Sample Rate values are indicated in Hertz (Hz), or "cycles per second." For professional audio work always use the 44,100 Hz (44.1 kHz) setting, which is the CD-quality sample rate. 22,050 Hz is considered acceptable quality for many interactive multimedia applications. 11,025 Hz is a low-resolution, "voice quality" sample rate. 8000 Hz is becoming a common Internet audio sample rate. Hyperprism-DX supports Wave files at all of these rates, and also offers 48 kHz recording as supported by your audio card and host application.  

Using a lower sample rate file will proportionally reduce your disk storage requirements, i.e. a 22 kHz file will only take half the space of the same sound stored at the audio-CD rate of 44.1 kHz. However, using a lower sample rate will reduce the high frequency response of your sounds.

To avoid aliasing (a metallic-sounding type of digital audio distortion), don't use high-frequency filter settings above about 10,000 Hz when using 22 kHz sample rates, or settings above 5,000 kHz for 11 kHz sounds.

Bit Depth

Hyperprism-DX and Ray Gun support 8- and 16-bit audio files.  In addition, Hyperprism-DX and Ray Gun plug-ins can process 24-bit files if your host application supports them. 

Lower resolution formats reduce storage space requirements. Unfortunately, lower bit depth and sample rate settings can compromise the audio quality of your sound files. Lower sample rates lose high frequency response, and 8-bit storage causes a reduction of your sound's dynamic range, resulting in noisier, "grainy-sounding" audio, especially during softer passages.

If you are creating 8-bit audio (for example, for multimedia or Internet distribution), you will get best results if you do all your signal processing at 16-bits and 44.1 or 48 kHz, and then create an 8-bit file at the end of the process.

The distortion of low-level signals can be minimized by normalizing your 16-bit file before 8-bit conversion, or by using dynamic range compression or manual gain-riding to make soft parts of your sounds louder before reducing their resolution. RayGun.exe users please note that the program makes no provision for bit depth or sample rate conversion; it processes audio and saves it at whatever the original bit depth and sample rate were.

Mono/Stereo

Audio files come in three flavors: Mono (one-channel), interleaved stereo (two channels in a single file) and split-stereo (two channels in two separate files). Most Windows audio programs, offer support for both mono and interleaved stereo .wav files.

File Formats

Hyperprism-DX and the plug in version of Ray Gun will process any file format supported by your host application; this is typically .wav files, but other formats may crop up. 

If you're recording audio for eventual use on a CD, we recommend that you always create 16-bit stereo .wav files, sampled at 44,100 Hz. This is the file specification you'll need to create "Red Book" audio CDs, and is what programs such as Adaptec Easy CD Creator Deluxe 3.5 accept for burning audio CD-Rs.

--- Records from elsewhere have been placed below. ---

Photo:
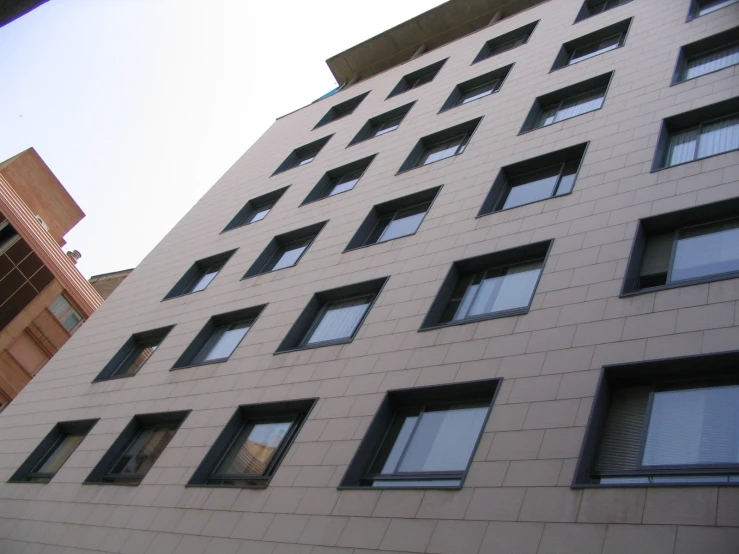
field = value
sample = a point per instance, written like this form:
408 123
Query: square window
219 338
51 454
695 245
200 275
705 56
133 354
494 285
704 7
341 179
535 180
417 78
341 110
477 88
394 219
441 145
382 124
303 155
595 7
285 250
251 446
332 316
593 44
569 102
423 437
66 314
698 134
673 421
505 42
255 209
137 448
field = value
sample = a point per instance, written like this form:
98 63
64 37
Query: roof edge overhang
434 28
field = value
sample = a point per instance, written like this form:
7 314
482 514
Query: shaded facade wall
518 495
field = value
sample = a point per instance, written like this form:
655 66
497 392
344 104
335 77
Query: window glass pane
444 439
719 136
340 320
478 92
396 441
442 150
223 342
254 448
712 61
708 250
61 451
135 360
288 255
708 6
532 187
567 180
345 182
388 126
580 104
695 426
144 450
204 279
506 292
595 48
404 223
681 147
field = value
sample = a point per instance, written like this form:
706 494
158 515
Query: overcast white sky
139 106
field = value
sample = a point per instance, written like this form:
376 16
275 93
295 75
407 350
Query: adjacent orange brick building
43 297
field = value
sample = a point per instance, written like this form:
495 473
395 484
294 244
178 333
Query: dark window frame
365 132
525 31
694 10
48 445
713 366
338 112
703 47
567 49
310 316
584 12
687 120
188 358
196 272
378 211
277 245
253 206
357 473
674 221
144 339
404 85
101 473
292 158
500 75
466 129
543 102
495 260
500 187
204 475
326 183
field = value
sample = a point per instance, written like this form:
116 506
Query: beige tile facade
517 497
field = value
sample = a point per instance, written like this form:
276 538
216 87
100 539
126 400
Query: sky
140 106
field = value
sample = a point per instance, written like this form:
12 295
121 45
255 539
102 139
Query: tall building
482 299
43 298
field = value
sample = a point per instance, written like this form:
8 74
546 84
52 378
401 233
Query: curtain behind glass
696 426
340 320
444 440
719 136
711 62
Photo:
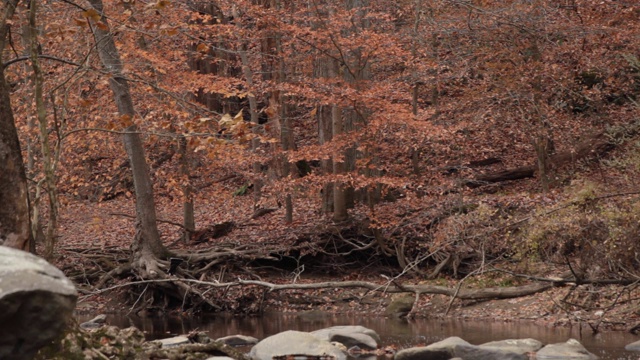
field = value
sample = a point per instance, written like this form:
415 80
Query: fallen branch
463 294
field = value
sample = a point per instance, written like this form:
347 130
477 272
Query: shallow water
607 345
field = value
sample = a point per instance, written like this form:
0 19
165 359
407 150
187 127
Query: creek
607 345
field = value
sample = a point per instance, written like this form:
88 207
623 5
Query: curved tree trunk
147 247
15 228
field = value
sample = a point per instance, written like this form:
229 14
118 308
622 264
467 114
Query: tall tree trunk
253 110
339 188
48 165
147 247
189 221
15 228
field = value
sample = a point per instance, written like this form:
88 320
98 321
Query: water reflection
608 345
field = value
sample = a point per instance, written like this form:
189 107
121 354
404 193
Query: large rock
519 346
36 299
460 348
294 343
422 353
634 346
349 336
572 349
238 340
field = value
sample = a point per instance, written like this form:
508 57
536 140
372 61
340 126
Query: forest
204 155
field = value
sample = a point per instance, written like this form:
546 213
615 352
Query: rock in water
295 343
36 299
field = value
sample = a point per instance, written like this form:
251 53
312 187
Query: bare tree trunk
339 188
147 247
253 109
325 134
50 180
15 229
189 221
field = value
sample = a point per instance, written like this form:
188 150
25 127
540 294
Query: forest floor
90 231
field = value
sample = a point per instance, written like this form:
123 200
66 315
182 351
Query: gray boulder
572 349
94 323
634 346
448 343
519 346
350 336
36 301
460 348
173 341
472 352
294 343
422 353
238 340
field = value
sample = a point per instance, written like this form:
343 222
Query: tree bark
15 228
48 165
147 247
189 221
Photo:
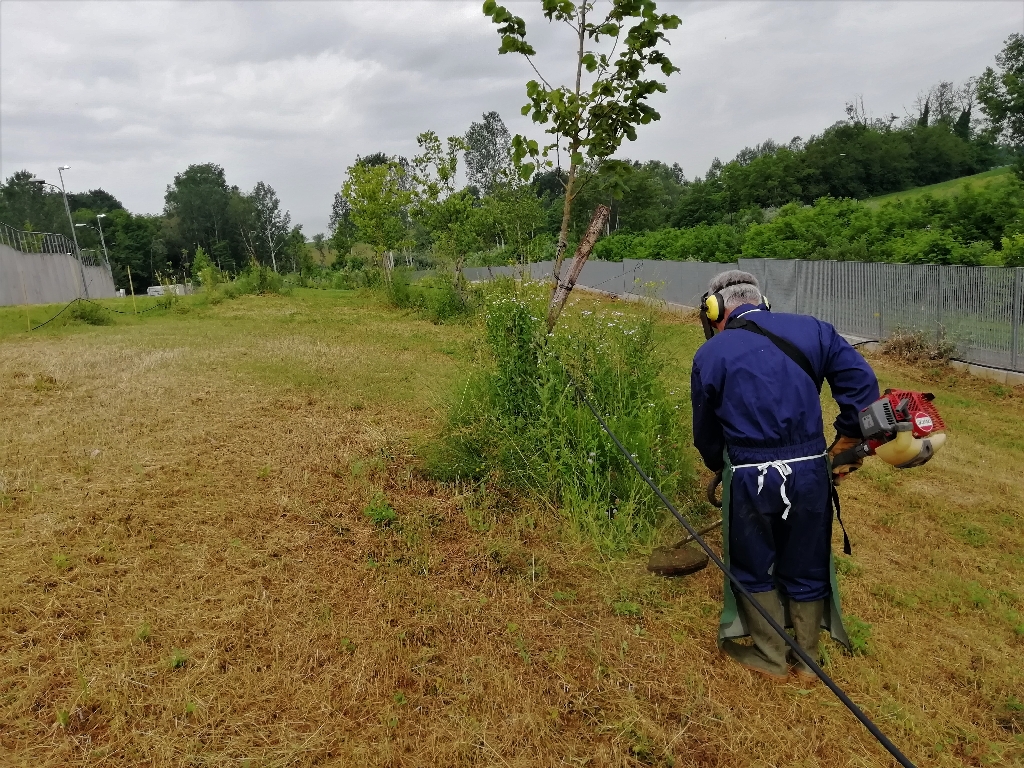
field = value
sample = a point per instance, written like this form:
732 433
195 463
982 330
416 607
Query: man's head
735 288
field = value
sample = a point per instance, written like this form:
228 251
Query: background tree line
790 200
201 210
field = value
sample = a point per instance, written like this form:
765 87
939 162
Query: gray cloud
290 92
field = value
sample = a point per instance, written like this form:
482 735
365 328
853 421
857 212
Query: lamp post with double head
78 252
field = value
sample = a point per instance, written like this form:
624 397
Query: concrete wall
48 279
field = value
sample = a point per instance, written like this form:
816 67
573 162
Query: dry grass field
217 549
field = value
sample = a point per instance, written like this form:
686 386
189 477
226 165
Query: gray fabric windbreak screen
49 279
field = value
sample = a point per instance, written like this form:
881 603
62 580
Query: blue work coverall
757 415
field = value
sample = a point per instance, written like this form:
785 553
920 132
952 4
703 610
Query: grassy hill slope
947 188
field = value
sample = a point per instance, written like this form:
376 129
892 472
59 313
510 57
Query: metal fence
977 309
35 242
43 268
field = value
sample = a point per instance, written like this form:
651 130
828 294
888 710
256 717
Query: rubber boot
767 655
806 626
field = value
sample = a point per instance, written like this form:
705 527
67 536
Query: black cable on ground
804 656
55 315
156 306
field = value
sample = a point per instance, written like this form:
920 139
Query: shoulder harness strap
787 348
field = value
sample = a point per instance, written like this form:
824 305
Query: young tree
1001 93
378 198
270 224
488 154
321 244
451 217
197 203
589 121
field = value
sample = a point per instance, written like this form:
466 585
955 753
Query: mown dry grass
189 578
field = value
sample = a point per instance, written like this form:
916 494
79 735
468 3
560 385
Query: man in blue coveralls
757 419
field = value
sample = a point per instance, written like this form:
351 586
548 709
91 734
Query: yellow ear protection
713 309
713 305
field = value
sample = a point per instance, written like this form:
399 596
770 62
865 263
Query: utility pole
71 221
78 251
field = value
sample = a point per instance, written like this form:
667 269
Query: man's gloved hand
841 443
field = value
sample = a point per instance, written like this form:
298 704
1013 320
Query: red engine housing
915 408
918 410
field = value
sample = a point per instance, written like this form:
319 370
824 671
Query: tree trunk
563 288
563 232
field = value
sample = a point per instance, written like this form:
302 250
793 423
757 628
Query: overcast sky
290 92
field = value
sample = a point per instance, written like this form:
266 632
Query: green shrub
439 298
259 280
522 423
90 313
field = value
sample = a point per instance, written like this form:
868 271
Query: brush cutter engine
902 428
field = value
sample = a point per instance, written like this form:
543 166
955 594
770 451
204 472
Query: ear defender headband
713 307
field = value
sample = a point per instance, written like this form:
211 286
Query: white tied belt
782 466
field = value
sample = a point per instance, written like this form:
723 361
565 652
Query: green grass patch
947 188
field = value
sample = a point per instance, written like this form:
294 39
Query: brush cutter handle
714 500
852 456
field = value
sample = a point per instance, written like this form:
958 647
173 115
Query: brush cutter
902 428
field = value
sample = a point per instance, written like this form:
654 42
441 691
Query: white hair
736 287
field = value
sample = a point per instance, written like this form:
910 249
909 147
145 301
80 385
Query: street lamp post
102 242
99 228
78 252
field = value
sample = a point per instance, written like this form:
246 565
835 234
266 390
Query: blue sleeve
708 435
853 383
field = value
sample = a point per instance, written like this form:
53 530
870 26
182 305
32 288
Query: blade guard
907 451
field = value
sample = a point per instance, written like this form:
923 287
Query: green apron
731 624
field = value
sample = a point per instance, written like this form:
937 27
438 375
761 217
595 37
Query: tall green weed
440 298
522 423
260 280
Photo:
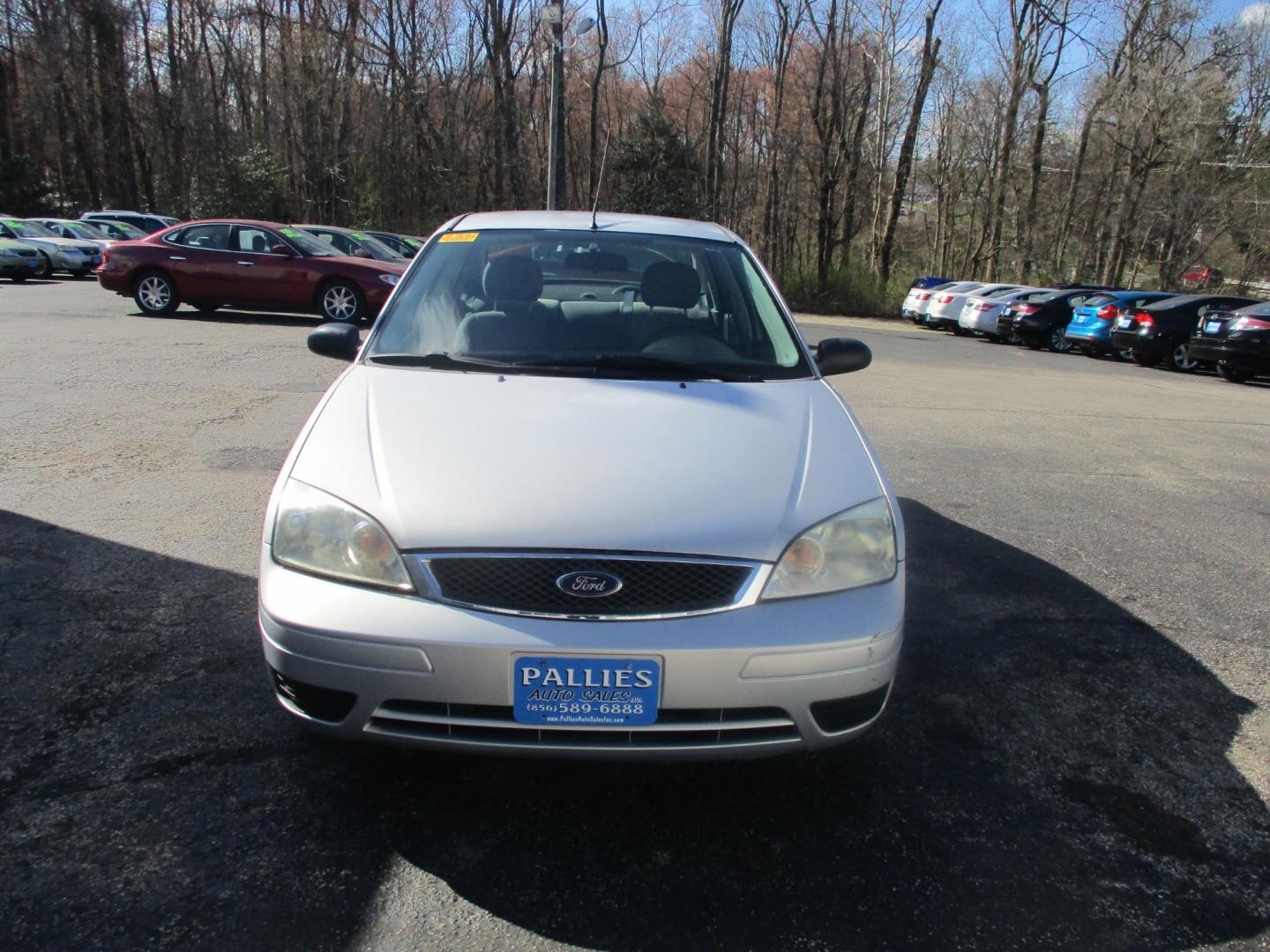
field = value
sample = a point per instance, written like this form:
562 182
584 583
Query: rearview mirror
335 339
842 355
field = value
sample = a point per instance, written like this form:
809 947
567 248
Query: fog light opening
848 712
318 703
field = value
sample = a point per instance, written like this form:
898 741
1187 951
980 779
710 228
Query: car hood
447 460
63 244
371 264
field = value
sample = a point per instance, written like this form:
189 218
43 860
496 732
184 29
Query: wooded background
852 143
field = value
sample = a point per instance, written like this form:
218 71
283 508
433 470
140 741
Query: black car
1160 333
404 245
1042 322
1237 342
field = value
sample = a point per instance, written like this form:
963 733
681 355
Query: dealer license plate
586 692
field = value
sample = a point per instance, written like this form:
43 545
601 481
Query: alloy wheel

Sticking with these settings will prevent file-conversion headaches down the road. Note also that most digital audio/sequencing programs have native support for "CD-quality" SDII or .WAV files (according to whether they run under the MacOS or Windows), and allow you to open them directly so you won't have to chew up additional hard drive space making format-converted copies.

Many different sound file formats exist, including SDII, AIFF, .SND, .AU, and others. While we cannot read these files directly, there are a number of sound file format conversion utilities available. After conversion to .wav any sound can be used by Hyperprism/Ray Gun, as long as it has been converted to a compatible sampling rate and bit-resolution.